5 benefits of offsite manufacturing for housebuilders

With an ever-increasing demand for new homes across the UK, there is mounted pressure for housebuilders to meet these high targets. This is where offsite manufacturing, a modern method of construction (MMC), comes in. Prefabrication, or offsite manufacturing, is the prefabrication of components in a controlled environment offsite which is then transported to construction sites to be installed. It has been an increasingly popular MMC in the past decade, helping housebuilders meet the rising demand for new homes.

The benefits of offsite manufacturing for housebuilders

1. Faster build time

Offsite manufacturing offers significant time-saving benefits. As components are manufactured in a controlled factory environment, contractors only need to install the fully manufactured product.

Engineered timber products, in comparison to traditional brick and block, can be installed in a matter of days rather than weeks. Faster build times combats weather conditions and skilled labour shortages, which often negatively impact onsite construction times.

2. Cost savings

Offsite manufacturing reduces the need for skilled labour and the number of workers, minimising all associated costs of a full workforce.

4. Sustainability

Offsite manufacturing, particularly timber engineering, is a more sustainable way to build.
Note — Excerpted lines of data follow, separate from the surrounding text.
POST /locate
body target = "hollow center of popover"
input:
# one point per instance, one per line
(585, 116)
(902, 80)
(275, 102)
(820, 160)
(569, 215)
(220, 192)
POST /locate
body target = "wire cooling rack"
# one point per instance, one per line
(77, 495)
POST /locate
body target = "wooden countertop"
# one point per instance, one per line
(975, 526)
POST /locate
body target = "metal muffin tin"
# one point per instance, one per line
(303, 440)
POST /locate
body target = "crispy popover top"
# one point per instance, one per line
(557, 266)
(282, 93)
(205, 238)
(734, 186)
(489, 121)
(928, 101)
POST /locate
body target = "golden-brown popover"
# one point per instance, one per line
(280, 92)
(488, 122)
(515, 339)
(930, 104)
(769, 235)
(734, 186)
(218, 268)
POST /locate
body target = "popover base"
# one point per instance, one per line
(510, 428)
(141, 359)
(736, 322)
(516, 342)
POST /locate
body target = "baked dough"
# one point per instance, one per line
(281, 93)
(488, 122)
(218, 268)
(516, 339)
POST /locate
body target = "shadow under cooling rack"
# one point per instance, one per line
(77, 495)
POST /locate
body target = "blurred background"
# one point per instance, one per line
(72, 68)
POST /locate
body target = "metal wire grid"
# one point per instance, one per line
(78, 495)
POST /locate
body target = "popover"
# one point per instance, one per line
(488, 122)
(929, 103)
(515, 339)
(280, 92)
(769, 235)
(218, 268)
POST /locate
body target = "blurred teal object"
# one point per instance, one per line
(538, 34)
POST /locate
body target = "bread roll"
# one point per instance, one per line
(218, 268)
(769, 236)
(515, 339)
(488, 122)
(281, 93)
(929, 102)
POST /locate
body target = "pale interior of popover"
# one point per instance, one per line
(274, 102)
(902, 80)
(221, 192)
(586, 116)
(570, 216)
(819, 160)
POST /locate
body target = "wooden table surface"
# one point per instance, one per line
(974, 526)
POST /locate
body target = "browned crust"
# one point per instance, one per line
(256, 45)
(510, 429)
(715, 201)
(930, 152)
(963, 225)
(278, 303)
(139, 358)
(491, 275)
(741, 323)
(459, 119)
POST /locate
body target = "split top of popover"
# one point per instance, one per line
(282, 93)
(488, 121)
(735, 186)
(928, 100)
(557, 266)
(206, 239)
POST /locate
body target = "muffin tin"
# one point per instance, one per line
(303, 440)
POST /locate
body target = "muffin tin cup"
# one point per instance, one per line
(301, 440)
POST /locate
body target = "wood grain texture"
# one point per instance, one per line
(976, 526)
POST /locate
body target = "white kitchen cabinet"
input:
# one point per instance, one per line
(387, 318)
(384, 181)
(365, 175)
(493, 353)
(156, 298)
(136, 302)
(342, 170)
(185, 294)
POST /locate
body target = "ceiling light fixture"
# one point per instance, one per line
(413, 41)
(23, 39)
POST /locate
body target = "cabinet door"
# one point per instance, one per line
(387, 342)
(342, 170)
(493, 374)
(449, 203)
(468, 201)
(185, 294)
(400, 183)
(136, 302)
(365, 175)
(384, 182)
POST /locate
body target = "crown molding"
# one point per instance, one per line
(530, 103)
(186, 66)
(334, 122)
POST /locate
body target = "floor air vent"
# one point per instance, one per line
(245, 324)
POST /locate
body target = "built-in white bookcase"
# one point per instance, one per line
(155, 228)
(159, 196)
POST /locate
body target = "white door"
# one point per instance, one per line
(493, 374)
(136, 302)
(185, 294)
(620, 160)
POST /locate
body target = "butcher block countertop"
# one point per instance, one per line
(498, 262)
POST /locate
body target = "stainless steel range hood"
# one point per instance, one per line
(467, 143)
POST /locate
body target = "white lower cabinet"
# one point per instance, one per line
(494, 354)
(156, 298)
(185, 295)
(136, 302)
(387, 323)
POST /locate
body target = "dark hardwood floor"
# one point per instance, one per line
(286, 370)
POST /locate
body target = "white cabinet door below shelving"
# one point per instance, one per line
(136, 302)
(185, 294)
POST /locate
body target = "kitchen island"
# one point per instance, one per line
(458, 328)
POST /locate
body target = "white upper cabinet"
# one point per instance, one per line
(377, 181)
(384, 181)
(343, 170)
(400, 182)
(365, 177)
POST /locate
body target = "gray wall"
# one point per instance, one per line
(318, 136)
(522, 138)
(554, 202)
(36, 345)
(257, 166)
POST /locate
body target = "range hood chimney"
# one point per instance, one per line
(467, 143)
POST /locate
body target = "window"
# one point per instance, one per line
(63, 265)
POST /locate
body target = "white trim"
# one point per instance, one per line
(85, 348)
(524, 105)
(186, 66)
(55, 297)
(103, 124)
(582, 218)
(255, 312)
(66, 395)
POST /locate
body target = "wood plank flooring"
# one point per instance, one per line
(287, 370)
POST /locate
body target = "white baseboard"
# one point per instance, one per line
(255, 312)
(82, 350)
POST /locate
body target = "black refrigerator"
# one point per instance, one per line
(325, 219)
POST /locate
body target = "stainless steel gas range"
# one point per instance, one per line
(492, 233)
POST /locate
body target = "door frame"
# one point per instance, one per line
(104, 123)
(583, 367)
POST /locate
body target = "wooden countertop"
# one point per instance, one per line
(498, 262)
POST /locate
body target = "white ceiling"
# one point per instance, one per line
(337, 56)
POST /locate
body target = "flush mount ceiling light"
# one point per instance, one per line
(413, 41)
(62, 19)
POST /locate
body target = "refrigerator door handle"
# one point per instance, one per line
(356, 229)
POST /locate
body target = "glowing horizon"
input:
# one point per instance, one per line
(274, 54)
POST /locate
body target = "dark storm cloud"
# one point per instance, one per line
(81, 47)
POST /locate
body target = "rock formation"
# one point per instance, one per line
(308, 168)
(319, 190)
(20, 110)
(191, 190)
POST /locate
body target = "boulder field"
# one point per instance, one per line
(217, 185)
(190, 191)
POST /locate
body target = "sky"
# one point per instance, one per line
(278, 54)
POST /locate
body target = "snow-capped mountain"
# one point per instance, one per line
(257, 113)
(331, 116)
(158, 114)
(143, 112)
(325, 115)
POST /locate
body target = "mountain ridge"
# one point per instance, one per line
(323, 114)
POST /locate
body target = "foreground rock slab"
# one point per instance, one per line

Pre-assembled components reduce waste onsite, and any waste produced in a factory is minimal and can be recycled. Offsite construction also requires less machinery and so less energy used.

Timber is one of the only renewable, natural building materials. Timber engineered products are more environmentally friendly without compromising on strength or durability.

4. Improved efficiency

Housebuilders can be assured that components such as roof trusses, metal web joists and spandrel panels, are all manufactured to the highest quality and on time to meet project timescales.

5. Improved onsite health and safety

Offsite manufacturing reduces the need for workers to be working at height, for long periods of time in often adverse weather conditions. A controlled factory environment is also far more predictable than a physical construction site helping to improve overall onsite safety.